Educate yourself. Research fibromyalgia online. Read e-books, listen to podcasts, watch YouTube videos. Visit support groups online to see what other fibro warriors experience. You can get advice straight from the real experts. There are a lot of resources available at your fingertips. Knowledge is power.
Seek a different doctor or get a second opinion. If you believe your doctor doesn’t listen to you or ignores your symptoms, find another. After wasting years of my life and a lot of money on doctors who didn’t listen to me, I’ve finally found providers who take the time to understand my needs and work with me to achieve my goals. I’ve gone out on my own to find treatments that work. I still see the same primary care physician for other things, but not when it comes to fibro.
It may be a good idea to see a nutritionist or discuss possible dietary changes with your doctor. I’ve complained of stomach issues since I was in grade school. Never once, in almost 50 years, did I have a doctor inquire about the foods I was eating. None (and I’ve seen a lot of doctors in my lifetime) have ever given me suggestions or ideas when it came to my diet. Instead, I would get referred to another physician, or I would be given an expensive test and put on medication when they couldn’t figure out what was wrong. After having a Nutrition Response Test, it was determined that the pain was caused by sugar and simple carbohydrates. I wish I would have seen a nutritionist years ago!
When you do go to the doctor, bring a list of symptoms with you, and maybe even a friend or loved one. Having another set of eyes and ears can be very helpful. My brain fog made remembering all my many symptoms and my doctor’s recommendations almost impossible. I’m thankful my husband sometimes comes with me. He’s brought up issues and asked questions I never would have, and his memory is way more reliable than mine.

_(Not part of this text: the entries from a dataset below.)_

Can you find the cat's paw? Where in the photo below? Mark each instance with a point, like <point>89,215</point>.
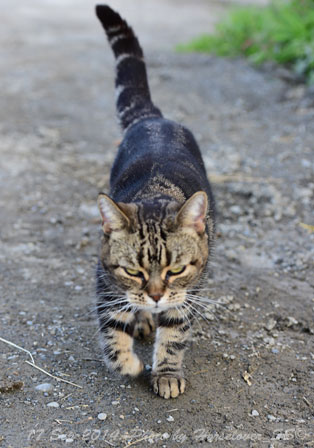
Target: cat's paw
<point>131,365</point>
<point>168,386</point>
<point>144,326</point>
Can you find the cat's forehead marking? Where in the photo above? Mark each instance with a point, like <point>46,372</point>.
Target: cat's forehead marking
<point>153,245</point>
<point>160,185</point>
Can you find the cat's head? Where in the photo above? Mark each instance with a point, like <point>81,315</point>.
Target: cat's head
<point>156,251</point>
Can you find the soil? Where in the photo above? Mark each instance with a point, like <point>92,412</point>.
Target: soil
<point>250,365</point>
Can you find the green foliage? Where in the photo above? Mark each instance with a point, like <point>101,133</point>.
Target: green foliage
<point>282,32</point>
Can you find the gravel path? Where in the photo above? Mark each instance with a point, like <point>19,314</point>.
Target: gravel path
<point>250,368</point>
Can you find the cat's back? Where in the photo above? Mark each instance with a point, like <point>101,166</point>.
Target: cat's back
<point>157,148</point>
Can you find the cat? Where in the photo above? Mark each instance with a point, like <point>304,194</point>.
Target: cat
<point>157,226</point>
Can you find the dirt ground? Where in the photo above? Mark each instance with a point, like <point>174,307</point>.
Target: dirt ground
<point>250,366</point>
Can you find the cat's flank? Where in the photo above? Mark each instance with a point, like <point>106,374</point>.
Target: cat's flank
<point>157,226</point>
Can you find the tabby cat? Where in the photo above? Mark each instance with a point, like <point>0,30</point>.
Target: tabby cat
<point>157,226</point>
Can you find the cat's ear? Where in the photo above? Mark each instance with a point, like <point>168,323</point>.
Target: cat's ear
<point>193,212</point>
<point>113,218</point>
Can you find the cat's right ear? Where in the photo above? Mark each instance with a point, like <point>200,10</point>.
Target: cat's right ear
<point>113,218</point>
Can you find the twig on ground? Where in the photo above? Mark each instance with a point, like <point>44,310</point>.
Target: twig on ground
<point>18,347</point>
<point>53,376</point>
<point>37,367</point>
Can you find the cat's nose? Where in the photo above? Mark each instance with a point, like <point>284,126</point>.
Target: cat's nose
<point>156,297</point>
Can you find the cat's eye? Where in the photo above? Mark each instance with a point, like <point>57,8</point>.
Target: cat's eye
<point>176,271</point>
<point>133,272</point>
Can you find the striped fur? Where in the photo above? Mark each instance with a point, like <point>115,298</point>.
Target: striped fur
<point>132,91</point>
<point>158,227</point>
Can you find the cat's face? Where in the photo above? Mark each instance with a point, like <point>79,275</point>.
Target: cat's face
<point>155,261</point>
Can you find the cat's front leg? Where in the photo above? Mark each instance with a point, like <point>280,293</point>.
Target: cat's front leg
<point>174,328</point>
<point>116,329</point>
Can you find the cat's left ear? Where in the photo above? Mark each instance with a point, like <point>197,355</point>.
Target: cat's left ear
<point>193,212</point>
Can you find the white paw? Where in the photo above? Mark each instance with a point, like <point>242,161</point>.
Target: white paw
<point>131,365</point>
<point>168,386</point>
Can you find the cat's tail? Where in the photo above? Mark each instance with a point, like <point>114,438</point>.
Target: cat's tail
<point>132,92</point>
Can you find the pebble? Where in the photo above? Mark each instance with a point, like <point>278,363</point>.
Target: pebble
<point>271,418</point>
<point>44,387</point>
<point>291,321</point>
<point>102,416</point>
<point>270,324</point>
<point>53,404</point>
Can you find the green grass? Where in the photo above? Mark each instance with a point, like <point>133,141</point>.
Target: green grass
<point>282,32</point>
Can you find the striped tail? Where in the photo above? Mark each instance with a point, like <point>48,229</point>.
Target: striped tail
<point>132,92</point>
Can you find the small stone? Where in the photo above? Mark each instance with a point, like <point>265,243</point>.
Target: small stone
<point>291,321</point>
<point>44,387</point>
<point>231,255</point>
<point>102,416</point>
<point>270,324</point>
<point>271,418</point>
<point>269,341</point>
<point>236,210</point>
<point>53,404</point>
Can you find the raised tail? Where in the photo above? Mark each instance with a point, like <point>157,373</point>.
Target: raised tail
<point>132,92</point>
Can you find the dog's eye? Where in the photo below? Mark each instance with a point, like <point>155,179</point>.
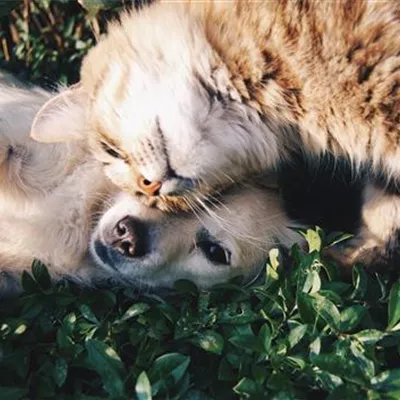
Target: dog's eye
<point>110,151</point>
<point>215,253</point>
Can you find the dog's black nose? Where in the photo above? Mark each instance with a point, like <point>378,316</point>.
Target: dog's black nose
<point>129,238</point>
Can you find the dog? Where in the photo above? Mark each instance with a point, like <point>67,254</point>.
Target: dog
<point>56,204</point>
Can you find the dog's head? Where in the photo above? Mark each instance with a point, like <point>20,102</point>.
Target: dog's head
<point>163,114</point>
<point>143,246</point>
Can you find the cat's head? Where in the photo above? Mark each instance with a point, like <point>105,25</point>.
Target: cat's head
<point>161,112</point>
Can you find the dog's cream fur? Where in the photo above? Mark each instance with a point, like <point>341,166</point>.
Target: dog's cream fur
<point>197,95</point>
<point>51,196</point>
<point>48,193</point>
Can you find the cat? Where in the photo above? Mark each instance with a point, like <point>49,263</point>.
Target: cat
<point>57,206</point>
<point>219,91</point>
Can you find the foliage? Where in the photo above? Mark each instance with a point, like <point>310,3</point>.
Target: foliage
<point>44,40</point>
<point>301,333</point>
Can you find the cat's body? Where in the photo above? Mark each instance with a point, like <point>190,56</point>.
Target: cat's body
<point>218,91</point>
<point>55,200</point>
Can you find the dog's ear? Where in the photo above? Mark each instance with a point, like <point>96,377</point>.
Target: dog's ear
<point>62,118</point>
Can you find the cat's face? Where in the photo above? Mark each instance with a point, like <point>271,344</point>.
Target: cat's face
<point>163,116</point>
<point>146,247</point>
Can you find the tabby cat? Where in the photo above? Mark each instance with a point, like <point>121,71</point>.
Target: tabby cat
<point>182,99</point>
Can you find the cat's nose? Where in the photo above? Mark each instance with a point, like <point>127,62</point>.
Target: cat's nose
<point>128,238</point>
<point>150,188</point>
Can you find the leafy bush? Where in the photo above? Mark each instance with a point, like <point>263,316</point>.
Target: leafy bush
<point>44,40</point>
<point>302,334</point>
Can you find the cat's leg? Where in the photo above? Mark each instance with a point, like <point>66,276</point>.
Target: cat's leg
<point>376,245</point>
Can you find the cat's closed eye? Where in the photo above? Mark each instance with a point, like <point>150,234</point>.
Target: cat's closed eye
<point>110,151</point>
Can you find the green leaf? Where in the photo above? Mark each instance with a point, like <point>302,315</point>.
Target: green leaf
<point>134,310</point>
<point>360,282</point>
<point>351,316</point>
<point>143,388</point>
<point>7,5</point>
<point>185,286</point>
<point>296,334</point>
<point>209,341</point>
<point>41,275</point>
<point>387,380</point>
<point>94,6</point>
<point>248,342</point>
<point>315,304</point>
<point>28,283</point>
<point>12,393</point>
<point>248,388</point>
<point>265,337</point>
<point>369,336</point>
<point>340,366</point>
<point>88,314</point>
<point>60,372</point>
<point>168,370</point>
<point>106,362</point>
<point>394,305</point>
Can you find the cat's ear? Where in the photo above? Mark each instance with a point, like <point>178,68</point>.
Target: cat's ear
<point>62,118</point>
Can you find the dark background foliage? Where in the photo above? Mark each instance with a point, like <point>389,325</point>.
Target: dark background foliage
<point>43,41</point>
<point>302,334</point>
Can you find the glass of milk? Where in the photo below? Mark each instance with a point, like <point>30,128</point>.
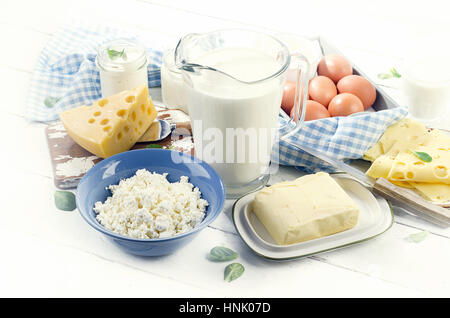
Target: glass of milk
<point>123,65</point>
<point>426,86</point>
<point>233,84</point>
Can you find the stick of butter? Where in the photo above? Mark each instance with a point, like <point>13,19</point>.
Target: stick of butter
<point>304,209</point>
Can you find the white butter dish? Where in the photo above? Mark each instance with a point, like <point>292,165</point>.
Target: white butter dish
<point>375,217</point>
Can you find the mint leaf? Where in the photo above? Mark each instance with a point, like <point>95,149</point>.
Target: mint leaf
<point>233,271</point>
<point>422,155</point>
<point>65,200</point>
<point>113,54</point>
<point>417,237</point>
<point>50,101</point>
<point>222,254</point>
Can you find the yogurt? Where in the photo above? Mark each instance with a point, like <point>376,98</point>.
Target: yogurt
<point>122,65</point>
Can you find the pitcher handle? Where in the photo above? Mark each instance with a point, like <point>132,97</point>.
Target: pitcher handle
<point>177,54</point>
<point>295,122</point>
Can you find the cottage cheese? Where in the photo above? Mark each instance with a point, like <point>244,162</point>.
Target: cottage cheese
<point>147,205</point>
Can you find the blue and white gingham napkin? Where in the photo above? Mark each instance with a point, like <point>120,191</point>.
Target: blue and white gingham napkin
<point>338,137</point>
<point>66,76</point>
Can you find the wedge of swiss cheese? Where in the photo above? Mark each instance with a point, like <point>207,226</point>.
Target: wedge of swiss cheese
<point>111,125</point>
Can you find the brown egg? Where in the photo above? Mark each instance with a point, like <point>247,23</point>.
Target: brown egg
<point>287,101</point>
<point>315,110</point>
<point>322,90</point>
<point>345,104</point>
<point>335,67</point>
<point>359,86</point>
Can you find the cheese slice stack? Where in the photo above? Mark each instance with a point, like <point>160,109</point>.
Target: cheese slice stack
<point>392,159</point>
<point>111,125</point>
<point>304,209</point>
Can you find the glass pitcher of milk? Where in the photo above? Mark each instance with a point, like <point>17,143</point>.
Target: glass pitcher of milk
<point>233,84</point>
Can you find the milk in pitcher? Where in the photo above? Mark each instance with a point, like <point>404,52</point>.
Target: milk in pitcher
<point>234,123</point>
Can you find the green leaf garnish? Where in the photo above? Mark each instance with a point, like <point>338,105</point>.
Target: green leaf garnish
<point>222,254</point>
<point>113,54</point>
<point>50,101</point>
<point>384,75</point>
<point>233,271</point>
<point>422,155</point>
<point>153,146</point>
<point>418,237</point>
<point>394,72</point>
<point>65,200</point>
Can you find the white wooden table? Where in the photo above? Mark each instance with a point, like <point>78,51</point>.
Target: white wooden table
<point>47,252</point>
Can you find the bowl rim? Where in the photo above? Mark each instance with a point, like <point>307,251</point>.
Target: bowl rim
<point>96,225</point>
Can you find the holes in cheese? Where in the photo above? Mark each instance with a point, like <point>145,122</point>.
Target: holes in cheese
<point>102,102</point>
<point>115,127</point>
<point>398,175</point>
<point>440,171</point>
<point>122,113</point>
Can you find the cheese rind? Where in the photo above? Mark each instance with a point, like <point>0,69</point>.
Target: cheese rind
<point>304,209</point>
<point>111,125</point>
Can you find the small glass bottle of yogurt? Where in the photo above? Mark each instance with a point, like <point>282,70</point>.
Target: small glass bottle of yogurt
<point>123,65</point>
<point>172,89</point>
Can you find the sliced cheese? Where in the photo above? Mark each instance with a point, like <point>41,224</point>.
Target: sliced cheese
<point>111,125</point>
<point>407,167</point>
<point>307,208</point>
<point>406,130</point>
<point>433,191</point>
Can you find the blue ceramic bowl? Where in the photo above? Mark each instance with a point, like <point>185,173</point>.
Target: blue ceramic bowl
<point>92,188</point>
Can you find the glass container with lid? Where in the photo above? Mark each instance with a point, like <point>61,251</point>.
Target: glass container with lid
<point>123,65</point>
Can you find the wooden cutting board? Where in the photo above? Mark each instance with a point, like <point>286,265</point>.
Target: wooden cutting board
<point>70,161</point>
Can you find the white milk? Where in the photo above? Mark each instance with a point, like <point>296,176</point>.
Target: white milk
<point>221,103</point>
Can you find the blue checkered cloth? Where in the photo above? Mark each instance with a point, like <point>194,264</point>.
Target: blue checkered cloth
<point>66,75</point>
<point>341,138</point>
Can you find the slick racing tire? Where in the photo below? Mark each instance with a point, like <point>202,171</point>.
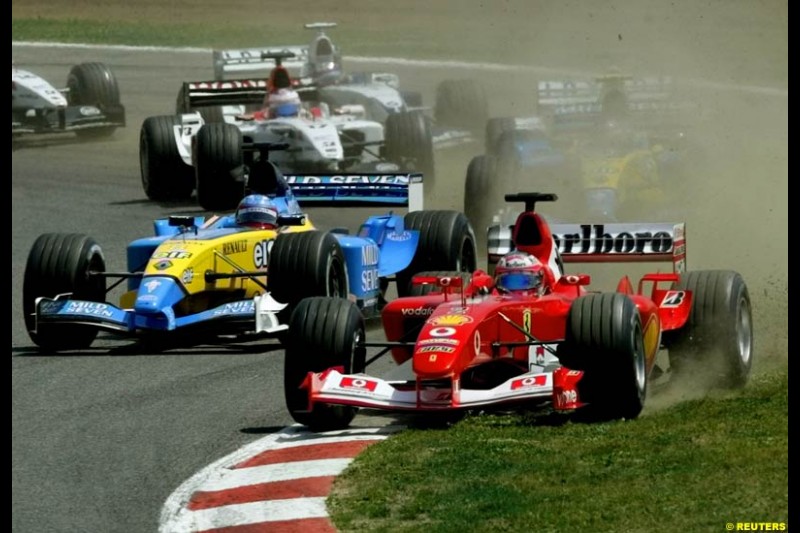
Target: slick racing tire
<point>717,340</point>
<point>479,195</point>
<point>446,242</point>
<point>408,138</point>
<point>604,339</point>
<point>305,264</point>
<point>461,104</point>
<point>495,127</point>
<point>219,166</point>
<point>425,289</point>
<point>93,84</point>
<point>323,333</point>
<point>165,176</point>
<point>60,263</point>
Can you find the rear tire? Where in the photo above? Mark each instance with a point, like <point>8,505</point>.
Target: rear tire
<point>94,84</point>
<point>719,333</point>
<point>306,264</point>
<point>60,263</point>
<point>219,166</point>
<point>165,176</point>
<point>446,242</point>
<point>323,333</point>
<point>409,138</point>
<point>604,339</point>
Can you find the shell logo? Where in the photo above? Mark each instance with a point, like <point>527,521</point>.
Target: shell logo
<point>450,320</point>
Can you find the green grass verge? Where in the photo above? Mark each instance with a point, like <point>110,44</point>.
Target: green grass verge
<point>694,466</point>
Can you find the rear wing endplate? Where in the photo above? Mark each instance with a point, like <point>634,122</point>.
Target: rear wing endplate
<point>404,190</point>
<point>231,92</point>
<point>235,63</point>
<point>606,243</point>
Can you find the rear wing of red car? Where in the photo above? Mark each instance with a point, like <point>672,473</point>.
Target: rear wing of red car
<point>606,243</point>
<point>403,190</point>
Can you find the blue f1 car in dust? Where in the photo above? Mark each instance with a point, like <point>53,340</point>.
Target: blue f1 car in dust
<point>212,277</point>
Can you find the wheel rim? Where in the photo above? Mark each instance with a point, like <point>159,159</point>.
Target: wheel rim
<point>744,332</point>
<point>639,361</point>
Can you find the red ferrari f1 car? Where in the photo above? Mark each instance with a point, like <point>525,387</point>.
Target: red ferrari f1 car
<point>471,344</point>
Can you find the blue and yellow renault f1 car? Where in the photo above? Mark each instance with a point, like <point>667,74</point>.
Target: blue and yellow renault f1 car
<point>211,277</point>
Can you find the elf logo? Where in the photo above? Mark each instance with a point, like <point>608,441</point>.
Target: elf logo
<point>261,253</point>
<point>627,239</point>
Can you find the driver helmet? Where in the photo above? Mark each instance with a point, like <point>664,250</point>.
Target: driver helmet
<point>519,271</point>
<point>257,211</point>
<point>284,103</point>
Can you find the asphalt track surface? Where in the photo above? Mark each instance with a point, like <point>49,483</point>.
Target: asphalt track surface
<point>101,439</point>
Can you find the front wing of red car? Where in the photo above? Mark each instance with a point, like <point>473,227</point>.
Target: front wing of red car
<point>360,390</point>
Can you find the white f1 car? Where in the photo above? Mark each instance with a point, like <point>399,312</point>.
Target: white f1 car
<point>89,105</point>
<point>214,153</point>
<point>461,106</point>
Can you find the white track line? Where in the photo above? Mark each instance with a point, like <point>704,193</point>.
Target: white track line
<point>253,513</point>
<point>254,475</point>
<point>421,63</point>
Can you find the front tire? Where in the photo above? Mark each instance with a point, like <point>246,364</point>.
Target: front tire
<point>60,263</point>
<point>219,166</point>
<point>94,84</point>
<point>446,242</point>
<point>323,333</point>
<point>604,339</point>
<point>409,138</point>
<point>306,264</point>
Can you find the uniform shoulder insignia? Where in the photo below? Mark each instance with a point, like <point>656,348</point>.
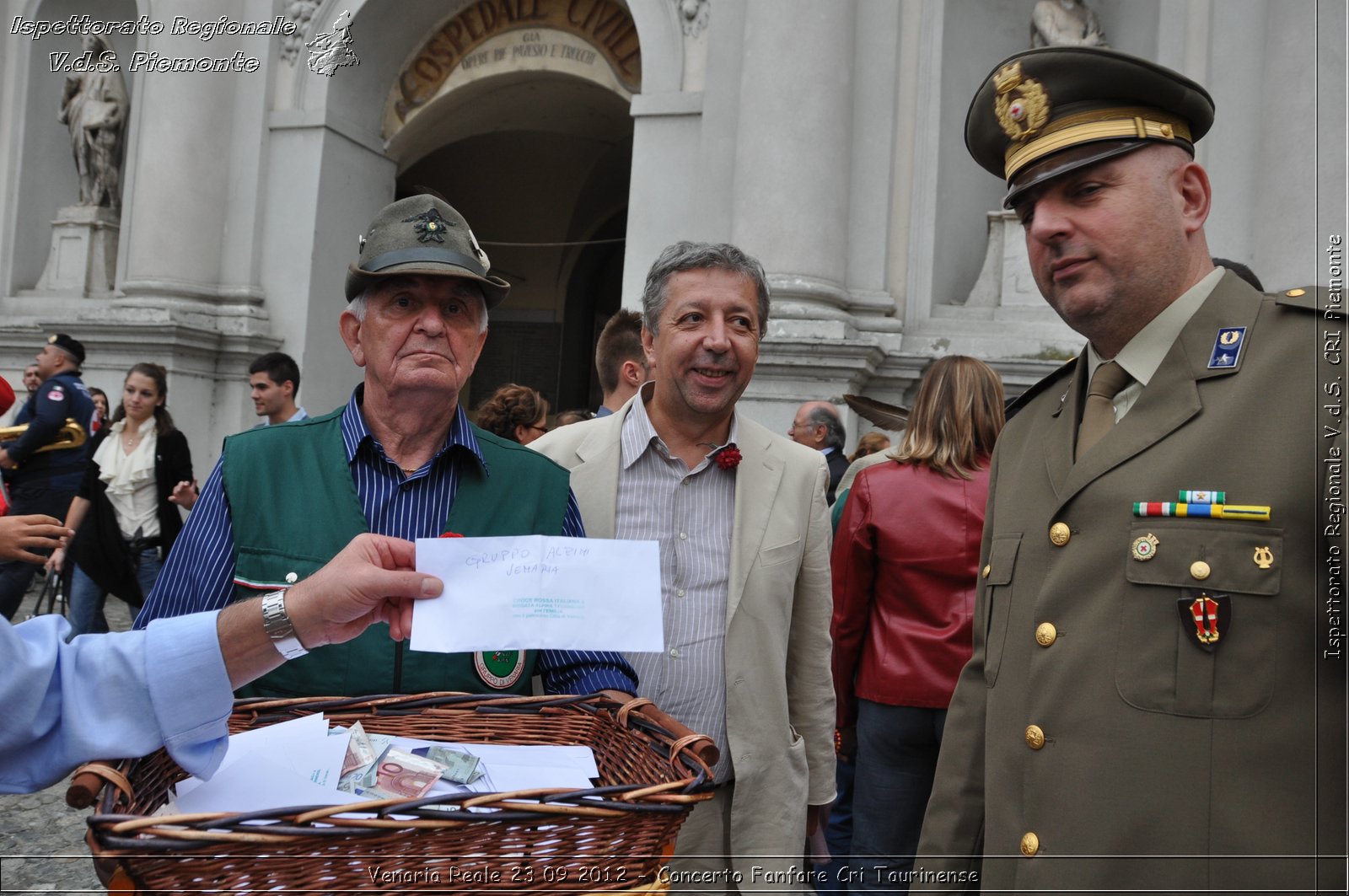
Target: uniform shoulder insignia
<point>1313,298</point>
<point>1024,399</point>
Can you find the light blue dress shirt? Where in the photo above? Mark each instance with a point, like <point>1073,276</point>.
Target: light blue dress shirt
<point>107,696</point>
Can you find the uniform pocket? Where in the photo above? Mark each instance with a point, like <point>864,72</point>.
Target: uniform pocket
<point>995,605</point>
<point>1224,664</point>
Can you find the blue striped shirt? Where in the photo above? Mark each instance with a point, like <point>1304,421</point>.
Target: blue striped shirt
<point>199,574</point>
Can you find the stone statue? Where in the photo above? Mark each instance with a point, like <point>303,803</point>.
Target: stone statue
<point>1065,24</point>
<point>94,105</point>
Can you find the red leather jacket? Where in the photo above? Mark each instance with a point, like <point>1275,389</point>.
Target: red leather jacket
<point>906,570</point>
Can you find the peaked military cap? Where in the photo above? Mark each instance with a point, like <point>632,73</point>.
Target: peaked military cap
<point>72,346</point>
<point>1049,111</point>
<point>422,235</point>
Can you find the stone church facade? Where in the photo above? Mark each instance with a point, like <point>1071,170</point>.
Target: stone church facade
<point>580,137</point>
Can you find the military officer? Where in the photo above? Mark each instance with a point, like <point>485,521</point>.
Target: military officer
<point>1142,706</point>
<point>45,482</point>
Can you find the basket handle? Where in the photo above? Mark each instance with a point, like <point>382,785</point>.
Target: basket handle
<point>89,779</point>
<point>699,745</point>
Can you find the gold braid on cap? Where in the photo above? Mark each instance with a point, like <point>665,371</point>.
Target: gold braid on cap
<point>1022,105</point>
<point>1139,123</point>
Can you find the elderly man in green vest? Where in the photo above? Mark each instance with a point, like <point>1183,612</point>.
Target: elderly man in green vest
<point>401,459</point>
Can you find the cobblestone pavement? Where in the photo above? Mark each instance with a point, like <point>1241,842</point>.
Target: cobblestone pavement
<point>42,848</point>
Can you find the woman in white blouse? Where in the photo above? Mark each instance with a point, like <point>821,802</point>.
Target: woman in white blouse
<point>126,514</point>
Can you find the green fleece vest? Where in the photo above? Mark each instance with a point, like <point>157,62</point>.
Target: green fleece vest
<point>294,505</point>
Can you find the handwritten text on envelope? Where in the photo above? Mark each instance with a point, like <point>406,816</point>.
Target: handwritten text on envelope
<point>540,593</point>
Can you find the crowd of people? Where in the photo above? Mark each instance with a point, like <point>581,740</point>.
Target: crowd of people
<point>998,671</point>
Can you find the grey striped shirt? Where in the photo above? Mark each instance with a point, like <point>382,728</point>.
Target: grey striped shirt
<point>691,513</point>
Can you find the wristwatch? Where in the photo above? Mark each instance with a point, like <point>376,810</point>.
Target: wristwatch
<point>278,628</point>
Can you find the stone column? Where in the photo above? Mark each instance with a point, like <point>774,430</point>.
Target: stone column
<point>793,157</point>
<point>791,200</point>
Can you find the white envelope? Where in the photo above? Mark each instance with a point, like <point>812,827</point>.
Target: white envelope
<point>525,593</point>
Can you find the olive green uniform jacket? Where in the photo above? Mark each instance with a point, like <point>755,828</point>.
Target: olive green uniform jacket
<point>1153,764</point>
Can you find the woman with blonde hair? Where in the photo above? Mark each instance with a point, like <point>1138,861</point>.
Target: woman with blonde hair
<point>126,513</point>
<point>906,570</point>
<point>514,412</point>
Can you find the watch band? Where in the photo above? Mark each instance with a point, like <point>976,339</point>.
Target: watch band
<point>278,628</point>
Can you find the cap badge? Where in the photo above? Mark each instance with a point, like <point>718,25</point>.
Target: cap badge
<point>1022,105</point>
<point>429,226</point>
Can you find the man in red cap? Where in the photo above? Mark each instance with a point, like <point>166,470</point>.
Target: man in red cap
<point>44,482</point>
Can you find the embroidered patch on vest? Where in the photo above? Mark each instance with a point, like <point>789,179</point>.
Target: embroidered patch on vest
<point>499,668</point>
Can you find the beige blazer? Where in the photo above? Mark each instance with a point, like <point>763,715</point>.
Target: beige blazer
<point>779,693</point>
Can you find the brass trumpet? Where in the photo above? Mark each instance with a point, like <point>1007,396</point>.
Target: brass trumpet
<point>69,436</point>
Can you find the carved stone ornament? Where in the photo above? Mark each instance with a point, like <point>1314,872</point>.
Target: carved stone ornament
<point>301,13</point>
<point>694,15</point>
<point>1065,24</point>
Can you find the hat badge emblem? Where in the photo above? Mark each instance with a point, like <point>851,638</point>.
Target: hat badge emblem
<point>429,226</point>
<point>1022,105</point>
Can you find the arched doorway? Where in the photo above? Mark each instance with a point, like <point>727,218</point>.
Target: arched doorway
<point>530,138</point>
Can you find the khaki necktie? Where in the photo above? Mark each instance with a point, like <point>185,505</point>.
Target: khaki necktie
<point>1099,413</point>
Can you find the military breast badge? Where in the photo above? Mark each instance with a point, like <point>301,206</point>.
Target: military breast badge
<point>1205,617</point>
<point>1227,347</point>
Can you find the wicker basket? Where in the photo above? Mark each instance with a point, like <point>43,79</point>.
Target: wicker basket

Talk with your friends and family about fibromyalgia. Send or link them to articles and other online resources that will give them a better idea about what you are going through. Come right out and warn people that you may have to cancel plans at the last minute or miss important gatherings because of your health. Let them know you can’t handle humid or cold weather. Explain what a flare does to you physically and emotionally. They can’t support you if they don’t know what you are going through.
That leads to my next piece of advice: Don’t let anyone steal your joy! I think all of us FM sufferers have had at least one friend or loved one accuse us of faking our illness or of being a hypochondriac. People can be mean and ugly. Don’t let anyone make you feel like you are a failure or that you are less of a person because of fibromyalgia. They are the failures; they failed at being a good friend and caring loved one.
Please don’t feel like you are alone. We are all fumbling along right beside you. Please don’t let this illness destroy who you are deep inside. Fibromyalgia does change us, but we shouldn’t let it define us.
What words of wisdom would you give to a newly diagnosed warrior? What do you wish someone would have told you?